WELCOME TO THE INSIDER, Brownstoner’s weekly in-depth look at a notable interior design or renovation project, written and produced by Cara Greenberg. Find it here every Thursday at 11.

WHERE MOST PEOPLE SEE A WRECK, architects see glorious opportunity. So said Elizabeth Roberts, founding principal of Gowanus-based Ensemble Architecture, of this four-story brick row house whose new owners are a young family late of SoHo.

“The house was in really bad shape,” said Roberts of the neglected 20-by-36-foot structure, into which the architects managed to fit four bedrooms, a study, three full baths and two half baths.  “It had been vacant, water had been leaking for a few years, and the rear wall was falling down. The opportunity was there for opening it up a lot, and putting on a two-story addition.”

That 13-foot-deep addition was the project’s boldest stroke. Now, the new garden-level kitchen, as well as the back parlor on the floor above, open into a two-story volume containing a high-ceilinged dining space.

Steel-and-glass doors with black mullions, made by Optimum, which have a wall of matching windows above, lead into the garden from the new addition. The doors “accordian,” Roberts said, so “there’s a complete, seamless connection between indoors and out.”

The airy farmhouse-style kitchen occupies nearly the whole of the garden floor. In the kitchen, as elsewhere in the house, design decisions were guided by the idea that the house should be “expansive but not pretentious — nothing over the top or too fancy.”

Garden design by Carroll Gardens-based Kim Hoyt Architecture/Landscape.

Details and more photos below.

Photos by Dustin Aksland


Back wall, before and after. The patio shares a floor tile treatment with the kitchen: tumbled black limestone with tumbled white Carrara marble inserts by Lapicida.


A view of the dining room in the new addition with accordian doors closed. Note ficus planted indoors, along the base of the side walls. Vines will eventually climb their entire height.


The beamed ceilings in the kitchen — the original floor structure for the parlor level — were cleaned up and left exposed to gain height and add architectural interest. Cabinets are painted Benjamin Moore’s Newport Green.

There are two sinks, a pot filler, an extra wide stove (from the Blue Star Residential Culinary Series), a 36-inch Liebherr fridge, and a full double-door pantry. The fireplace and stove hood are faced with generic white porcelain tile.


The apron sink is a Shaw’s Original; the backsplash is painted beadboard. The countertops are cast concrete, under a single long shelf of reclaimed wood.


A built-in hutch provides additional storage near the dining area. The staircase was heavily repaired and restored. Its new treads, risers and spindles are painted Farrow & Ball’s Off Black.

The restored mahogany handrail is original. New floors of reclaimed walnut were laid in a herringbone pattern.


Pale gray walls and spare furnishings make for a serene parlor floor.
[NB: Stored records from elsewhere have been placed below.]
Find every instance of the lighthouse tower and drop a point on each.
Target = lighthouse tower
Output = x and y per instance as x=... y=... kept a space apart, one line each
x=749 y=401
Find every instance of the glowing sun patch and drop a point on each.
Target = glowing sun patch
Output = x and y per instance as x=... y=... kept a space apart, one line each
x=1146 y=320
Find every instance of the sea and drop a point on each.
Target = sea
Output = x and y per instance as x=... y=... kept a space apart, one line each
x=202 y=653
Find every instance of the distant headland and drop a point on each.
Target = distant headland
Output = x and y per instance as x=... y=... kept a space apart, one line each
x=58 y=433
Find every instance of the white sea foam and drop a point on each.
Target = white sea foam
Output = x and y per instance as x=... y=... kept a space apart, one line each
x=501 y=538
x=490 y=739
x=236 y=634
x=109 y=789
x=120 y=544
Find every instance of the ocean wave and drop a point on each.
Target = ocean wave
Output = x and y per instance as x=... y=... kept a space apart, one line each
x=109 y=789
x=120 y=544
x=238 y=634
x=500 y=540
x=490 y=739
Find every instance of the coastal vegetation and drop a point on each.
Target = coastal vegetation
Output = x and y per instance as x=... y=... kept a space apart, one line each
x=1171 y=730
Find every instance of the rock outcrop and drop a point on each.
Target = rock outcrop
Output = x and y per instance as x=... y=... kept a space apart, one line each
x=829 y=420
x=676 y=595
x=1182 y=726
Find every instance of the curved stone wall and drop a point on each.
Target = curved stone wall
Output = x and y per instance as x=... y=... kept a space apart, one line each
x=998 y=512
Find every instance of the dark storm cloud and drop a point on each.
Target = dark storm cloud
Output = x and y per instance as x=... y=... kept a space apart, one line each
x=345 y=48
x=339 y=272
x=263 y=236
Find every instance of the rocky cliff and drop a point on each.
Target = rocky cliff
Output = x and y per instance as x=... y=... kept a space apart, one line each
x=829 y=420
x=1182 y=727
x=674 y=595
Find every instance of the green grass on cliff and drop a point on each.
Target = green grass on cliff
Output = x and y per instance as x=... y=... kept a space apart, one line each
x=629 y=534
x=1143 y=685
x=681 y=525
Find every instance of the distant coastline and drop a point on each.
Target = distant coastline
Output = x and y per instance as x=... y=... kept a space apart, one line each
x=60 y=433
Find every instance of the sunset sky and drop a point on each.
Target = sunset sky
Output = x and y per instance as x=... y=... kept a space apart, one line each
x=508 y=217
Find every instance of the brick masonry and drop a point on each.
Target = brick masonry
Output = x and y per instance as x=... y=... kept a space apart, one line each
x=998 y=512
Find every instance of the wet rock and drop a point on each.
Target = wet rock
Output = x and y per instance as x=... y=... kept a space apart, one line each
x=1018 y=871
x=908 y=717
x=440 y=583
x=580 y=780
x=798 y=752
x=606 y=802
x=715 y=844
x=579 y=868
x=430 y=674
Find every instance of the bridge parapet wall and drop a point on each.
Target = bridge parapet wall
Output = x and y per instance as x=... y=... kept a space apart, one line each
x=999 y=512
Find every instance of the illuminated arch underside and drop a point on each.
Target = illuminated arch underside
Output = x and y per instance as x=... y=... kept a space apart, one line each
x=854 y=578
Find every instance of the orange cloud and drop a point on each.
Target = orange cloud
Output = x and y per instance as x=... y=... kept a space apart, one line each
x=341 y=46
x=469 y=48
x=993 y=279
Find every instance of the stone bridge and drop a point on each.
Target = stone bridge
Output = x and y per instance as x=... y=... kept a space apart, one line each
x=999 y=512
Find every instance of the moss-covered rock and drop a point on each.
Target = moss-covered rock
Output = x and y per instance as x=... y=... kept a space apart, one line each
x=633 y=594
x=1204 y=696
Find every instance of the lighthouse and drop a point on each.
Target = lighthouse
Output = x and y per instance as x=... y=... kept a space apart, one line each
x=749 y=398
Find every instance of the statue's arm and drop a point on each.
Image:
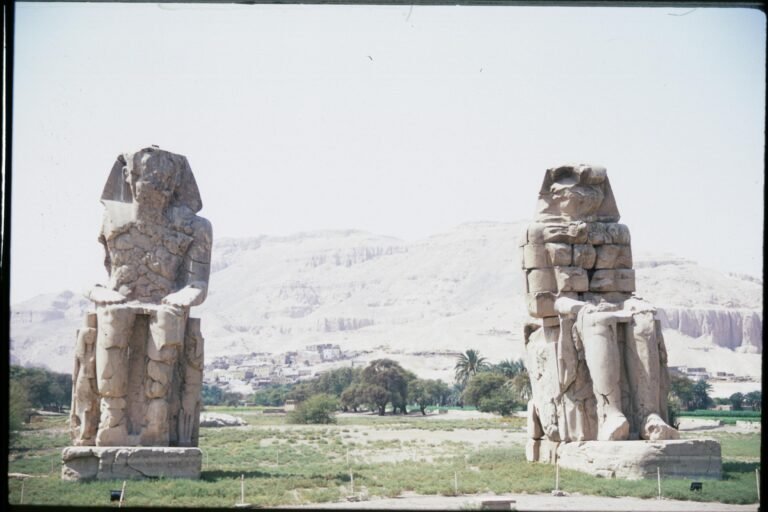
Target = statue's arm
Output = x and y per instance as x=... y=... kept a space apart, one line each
x=98 y=293
x=195 y=268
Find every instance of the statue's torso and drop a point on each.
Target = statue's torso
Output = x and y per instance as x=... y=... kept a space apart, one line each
x=145 y=259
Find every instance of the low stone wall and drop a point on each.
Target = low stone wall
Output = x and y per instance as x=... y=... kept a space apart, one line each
x=130 y=463
x=633 y=460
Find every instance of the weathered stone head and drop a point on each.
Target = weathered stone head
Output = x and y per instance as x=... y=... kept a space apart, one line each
x=153 y=179
x=576 y=193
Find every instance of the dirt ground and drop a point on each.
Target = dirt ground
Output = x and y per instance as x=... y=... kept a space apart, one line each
x=533 y=502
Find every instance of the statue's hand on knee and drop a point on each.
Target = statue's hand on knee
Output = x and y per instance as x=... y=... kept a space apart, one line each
x=186 y=297
x=103 y=296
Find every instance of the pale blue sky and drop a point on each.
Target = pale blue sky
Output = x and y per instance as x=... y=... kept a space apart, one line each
x=396 y=120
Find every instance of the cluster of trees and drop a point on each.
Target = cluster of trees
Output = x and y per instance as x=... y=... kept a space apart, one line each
x=214 y=395
x=501 y=388
x=381 y=384
x=36 y=388
x=746 y=401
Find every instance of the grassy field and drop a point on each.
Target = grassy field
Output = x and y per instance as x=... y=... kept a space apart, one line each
x=291 y=464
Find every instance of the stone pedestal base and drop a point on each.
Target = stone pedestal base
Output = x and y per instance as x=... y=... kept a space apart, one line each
x=130 y=462
x=632 y=460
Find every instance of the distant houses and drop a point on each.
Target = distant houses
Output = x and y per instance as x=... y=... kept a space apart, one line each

There’s a new built-in wet bar in the central area.


A large salvaged Victorian mirror hangs opposite the wet bar.


A wall of steel and glass windows where the original back parlor wall used to be allows views into the garden and new addition, and admits light into the heart of the house.


Air conditioning ducts are nearby invisible above a wall of recessed bookshelves in the master bedroom.


A tub from England’s Albion Bath Company dominates a dressing room adjacent to the master bath, which has a windowed walk-in shower and vintage-style pedestal sink.